Я со вздохом убрал бутылку и стакан. Пить при детях непедагогично.
— Можно мы войдём?
— Заходите, раз уж дверь для вас недостаточно сложный способ попасть вовнутрь.
— Пап, кто это у нас? — высунулся из своей комнаты не заснувший ещё Миха. — Ой… Ты же Джиу, да?
— Миха, это же взрослая линия! — укоризненно сказал я.
— А мне Настя показывала! Чуть-чуть! И они там почти не ругались! Ну, только немножко…
Вот так старшие сестры сводят на нет все педагогические потуги родителей.
— Да, я Джиу. А ты Миха.
— Уиу! Ты меня знаешь?
— Слышала. А это…
— Степан и Отуба! С ума сойти! Команда Джиу!
— Миха, мы потом поболтаем с тобой, обещаю. Но у нас, правда, слишком взрослая для тебя линия. И у нас есть слишком взрослый разговор с твоим отцом.
— Па-а-ап?
— Мих, понимаю, что ты теперь не уснёшь, но хотя бы попробуй, ладно? Я зайду к тебе попозже.
— Ну ла-а-адно… — сын вздохнул и закрыл дверь. Подслушивать он не станет, да и не услышит ничего, звукоизоляция в этом старом здании отменная.
Вместе с Джиу в окно залезли два подростка. Коренастый, с широким, курносым простецким лицом парень и чернокожее худое нечто в дредах. На вид все ровесники — лет по шестнадцать-семнадцать, но вид имеют чрезвычайно деловой. Одеты казуально, хоть в поход, хоть на тусовку. Но сейчас многие так одеваются — скин-толк сильно снизил значимость одежды. Все, кроме Джиу, покрыты вязью динамического узора орнаментов и картинок. Кстати, впервые вижу скин-толк на негритянской коже — серым по чёрному, для моего чёрно-белого зрения.

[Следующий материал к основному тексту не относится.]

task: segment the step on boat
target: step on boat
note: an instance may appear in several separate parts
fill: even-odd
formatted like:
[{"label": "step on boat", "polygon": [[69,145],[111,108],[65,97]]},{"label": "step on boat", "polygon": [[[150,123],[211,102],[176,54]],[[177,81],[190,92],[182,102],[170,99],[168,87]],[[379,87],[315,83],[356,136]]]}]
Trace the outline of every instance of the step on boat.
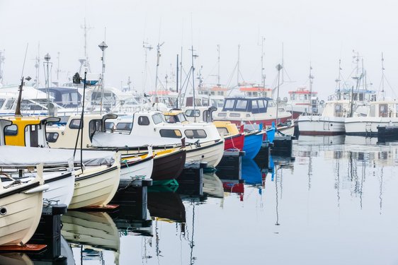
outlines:
[{"label": "step on boat", "polygon": [[24,246],[39,225],[42,209],[42,165],[27,182],[0,183],[0,246]]}]

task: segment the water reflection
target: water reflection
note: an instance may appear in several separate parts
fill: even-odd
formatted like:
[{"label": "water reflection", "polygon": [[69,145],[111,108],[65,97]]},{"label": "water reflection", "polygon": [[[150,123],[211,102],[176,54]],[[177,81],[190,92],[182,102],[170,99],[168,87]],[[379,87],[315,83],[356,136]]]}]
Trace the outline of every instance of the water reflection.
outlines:
[{"label": "water reflection", "polygon": [[27,254],[23,253],[0,254],[0,264],[4,265],[33,265]]},{"label": "water reflection", "polygon": [[110,250],[114,253],[112,264],[119,264],[119,232],[107,213],[69,211],[61,219],[62,234],[72,249],[79,250],[81,264],[83,260],[105,261],[103,251]]}]

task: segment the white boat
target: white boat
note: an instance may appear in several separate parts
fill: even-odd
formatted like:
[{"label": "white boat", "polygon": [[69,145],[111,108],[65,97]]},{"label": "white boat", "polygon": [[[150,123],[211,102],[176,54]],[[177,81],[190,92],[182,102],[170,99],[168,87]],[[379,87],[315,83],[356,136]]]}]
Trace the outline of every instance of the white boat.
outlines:
[{"label": "white boat", "polygon": [[344,121],[349,116],[350,101],[329,100],[322,115],[300,115],[297,119],[300,135],[337,135],[345,133]]},{"label": "white boat", "polygon": [[345,120],[346,134],[376,136],[377,126],[398,125],[398,102],[374,101],[370,103],[366,116],[357,115]]},{"label": "white boat", "polygon": [[[215,167],[222,158],[224,140],[215,126],[210,123],[169,123],[164,114],[159,111],[137,112],[132,117],[122,117],[110,122],[116,124],[115,126],[119,123],[134,124],[129,136],[137,139],[152,137],[154,146],[163,143],[163,145],[176,146],[185,137],[188,143],[186,160],[206,162],[208,167]],[[98,139],[101,134],[103,135],[96,134],[93,139]]]},{"label": "white boat", "polygon": [[119,231],[107,213],[71,211],[63,215],[61,220],[61,233],[69,243],[78,244],[84,249],[113,251],[115,264],[119,264]]},{"label": "white boat", "polygon": [[43,184],[42,165],[35,179],[0,184],[0,246],[23,246],[33,235],[40,220]]}]

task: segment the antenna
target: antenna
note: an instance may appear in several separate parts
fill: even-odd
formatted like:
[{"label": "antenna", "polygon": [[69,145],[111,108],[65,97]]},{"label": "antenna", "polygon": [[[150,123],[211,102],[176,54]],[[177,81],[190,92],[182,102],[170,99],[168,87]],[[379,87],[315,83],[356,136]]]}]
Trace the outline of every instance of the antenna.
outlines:
[{"label": "antenna", "polygon": [[91,71],[90,69],[90,62],[89,61],[89,53],[87,52],[87,33],[91,29],[93,28],[93,27],[87,26],[86,23],[86,18],[84,18],[84,25],[81,25],[80,28],[84,31],[84,68],[89,69],[89,71]]}]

— Здравствуйте, Антон Спиридонович, меня зовут Степан, — вежливо представился парень.
— Отуба, — коротко назвался подросток, пол которого я сходу не определил, окинув меня острым и почему-то неприязненным взглядом.
— Рад знакомству.
Они только фыркнули, как недовольные ёжики. Подростков принципиально фрустририрует необходимость обратиться за помощью к взрослому. Но иногда приходится.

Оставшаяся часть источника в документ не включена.